神奈川大学が発行している雑誌『神奈川大学表評論』の第103号(2023年7月31日発刊)に、市民科学研究室の代表理事である上田は「劣化ウラン(DU)兵器とウクライナ戦争──被曝の観点から考える」と題した総括的な論文を書きました(2段組10ページ)。
以下がその論文の見出しになります。
●英国の決定に口を閉ざしてよいのか [PDF公開]
●劣化ウラン(DU)の放射能毒性と化学毒性
●ヒトを対象とした調査から
●問題の核心にある、疫学による評価
●健康影響否定論の背景
●何を重視しなければならないか
●注と参考文献
書店などでお求めいただき、お読みいただけれれば幸いです。
この論文では疫学の課題も論じられている。
情報が十分に利用できない状況での検出力の低下が懸念されている。
研究デザイン上の欠陥が避けがたいので、見出された影響が信頼できないと切り捨てられる懸念が表明されている。クロであるとの証拠が完璧に揃わないとリスクとして認められないとの懸念が表明されているのである。
さて、被爆者援護法を巡る訴訟では裁判所はどのような判断を下してきただろうか?
疫学研究として質の確保の課題は、文献7でも指摘されている。
筆者はここでのバイアスの指摘をアンフェアと感じているようである。だとすると、その指摘が適切かどうかを吟味するのはどうだろか?

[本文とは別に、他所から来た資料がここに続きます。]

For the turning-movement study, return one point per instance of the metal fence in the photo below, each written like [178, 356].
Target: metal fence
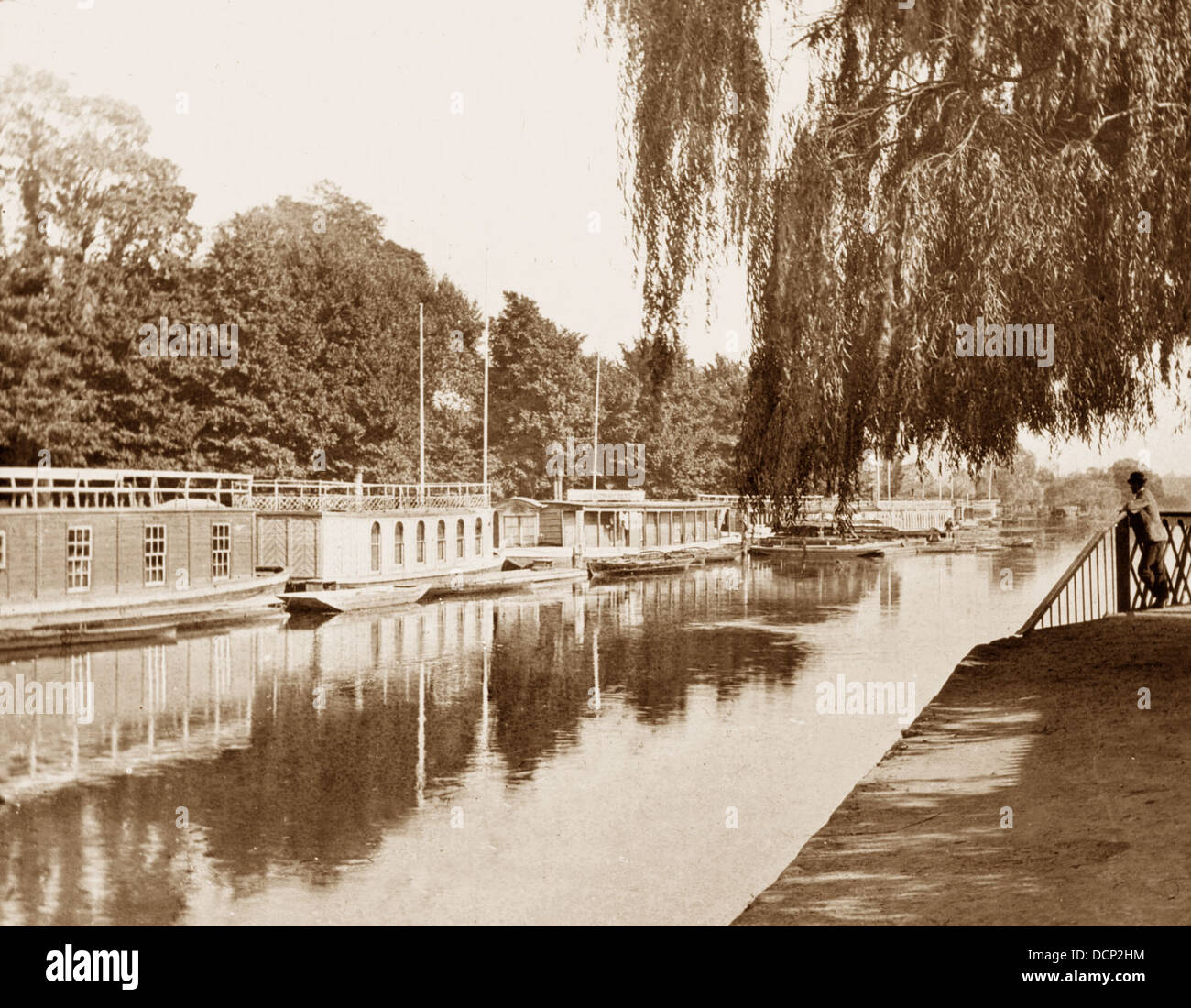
[1103, 578]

疫学研究の質をよくするには、曝露量とアウトカムの双方の把握の質の確保も有益である。
このうち、曝露量推定の質の確保はこの文献7でも言及がある。
アウトカムの把握の質の確保でもより鋭敏な指標を用いるなどの工夫があり得るかもしれない。
いずれにしても、このような調査を質よく行うには被験者の協力が欠かせない。
この観点でも市民科学の考え方が重要となるのではないだろうか。